私達も牧野君お気に入りのおむすび屋さんで、

お昼を買ってきたんですよ」

と袋を持ち上げた。

「改装が気になって、

仕事中も帰りに寄るってうるさいんで、

大通りの悪霊だけ退治してきたんだよ」

エナトも苦笑しながら入ってきた。

「大人が聞いてあきれますね」

向井もため息まじりに笑った。

「俺達は弁当だけじゃ足りないから、

貰うよ」

鬼道が言った。

「ちょっと来ない間に、ずいぶん出来上がってるじゃん」

牧野がそういってみんなの弁当を見た。

「なんと! ローストビーフ? 」

牧野が膨れて向井を見た。

「ハハハ。

牧野君に知られたら怒ると話してたところなんだよね」

「多めに買ってないの? 」

「買ってないですよ。

今日はこの人数で仕事してるって、

確かめてから来ましたからね」

「ちぇっ」

牧野は下品に舌打ちすると、

床に座り込んだ。

「舌打ちはダメよ。チビ達が真似するから」

エハの注意に、

「いいじゃん。
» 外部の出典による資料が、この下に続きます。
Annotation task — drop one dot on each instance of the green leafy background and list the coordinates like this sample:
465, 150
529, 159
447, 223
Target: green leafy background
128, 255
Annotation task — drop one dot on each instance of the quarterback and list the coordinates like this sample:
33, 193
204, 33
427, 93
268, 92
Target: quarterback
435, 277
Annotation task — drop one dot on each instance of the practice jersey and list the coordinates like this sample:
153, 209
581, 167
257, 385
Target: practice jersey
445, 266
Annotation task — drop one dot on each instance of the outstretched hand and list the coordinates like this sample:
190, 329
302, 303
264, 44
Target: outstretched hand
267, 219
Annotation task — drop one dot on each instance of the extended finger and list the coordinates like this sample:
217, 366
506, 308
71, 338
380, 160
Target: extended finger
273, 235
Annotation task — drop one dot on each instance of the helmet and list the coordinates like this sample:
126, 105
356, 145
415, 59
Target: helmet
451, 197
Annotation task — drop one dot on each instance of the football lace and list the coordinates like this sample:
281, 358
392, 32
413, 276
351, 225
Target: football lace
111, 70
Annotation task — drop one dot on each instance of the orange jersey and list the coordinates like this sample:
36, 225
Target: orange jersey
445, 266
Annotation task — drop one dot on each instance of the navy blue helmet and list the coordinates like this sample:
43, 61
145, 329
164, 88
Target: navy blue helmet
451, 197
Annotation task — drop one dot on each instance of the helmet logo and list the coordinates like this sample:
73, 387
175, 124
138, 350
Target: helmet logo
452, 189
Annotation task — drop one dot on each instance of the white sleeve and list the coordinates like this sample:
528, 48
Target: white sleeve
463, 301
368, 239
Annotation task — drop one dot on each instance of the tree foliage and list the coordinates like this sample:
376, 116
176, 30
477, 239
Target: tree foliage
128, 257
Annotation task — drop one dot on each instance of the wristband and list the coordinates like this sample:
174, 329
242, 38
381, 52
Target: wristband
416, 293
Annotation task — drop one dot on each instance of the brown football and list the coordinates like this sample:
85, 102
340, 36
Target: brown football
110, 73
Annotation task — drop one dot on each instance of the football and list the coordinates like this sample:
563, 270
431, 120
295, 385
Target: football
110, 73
いないんだから」

「先程迄、来て遊んでたんだよ。

僕も一個おむすび貰おう」

坂下が袋から中身を選んで手に取った。

「チビが何しに来たの? 」

エナトも驚くとおむすびを食べながら聞いた。

「牧野君が妖鬼さんと工房で話してたのを、

聞いたんだって。

それで源じい達と午前中にここにきて、

走り回ってたんだよ」

「牧野君は口も軽いんだな~

大人からは程遠いね」

新田も笑いながらムスッとする牧野を見た。

「チビ達もサンルームが気に入ったらしくて、

そこにブランコや滑り台が欲しいんだって」

「それじゃ冥界の休憩室と変わんないじゃん。

あそこもキッズルームに占領されてるんだぞ。

却下だよ却下!」

坂下の話に牧野が文句を言いながら、

おむすびを頬張った。

「でも、キッズルームで一緒に遊んでるのって、

牧野だろ。

丁度いいから、牧野も一緒に遊べばいいよ」

妖鬼が笑いながら言った。

「俺、冥界にもサンルームがあればいいのにな~って、

思うの」

安達がサンルームを見ながらぽつりと言った。

「窓があって、お日様があって、

お庭が見えて、いいよね」

「こういう自然のある風景は、

冥界では難しいですね。

人はこの世界を大事にしないといけないですよね。

それも死んでから気付いても遅いんですけど」

向井も安達を見ると微笑んだ。

「これに近い状態でサンルームを作ることは、

冥界でも可能だよ。

本物には敵わないけど欲しいなら作ろうか? 

ここに来られない時に、

同じような風景を体感できるよ」

「えっ? できるの? 」

安達と牧野が同時に言う姿に、

大人達が笑った。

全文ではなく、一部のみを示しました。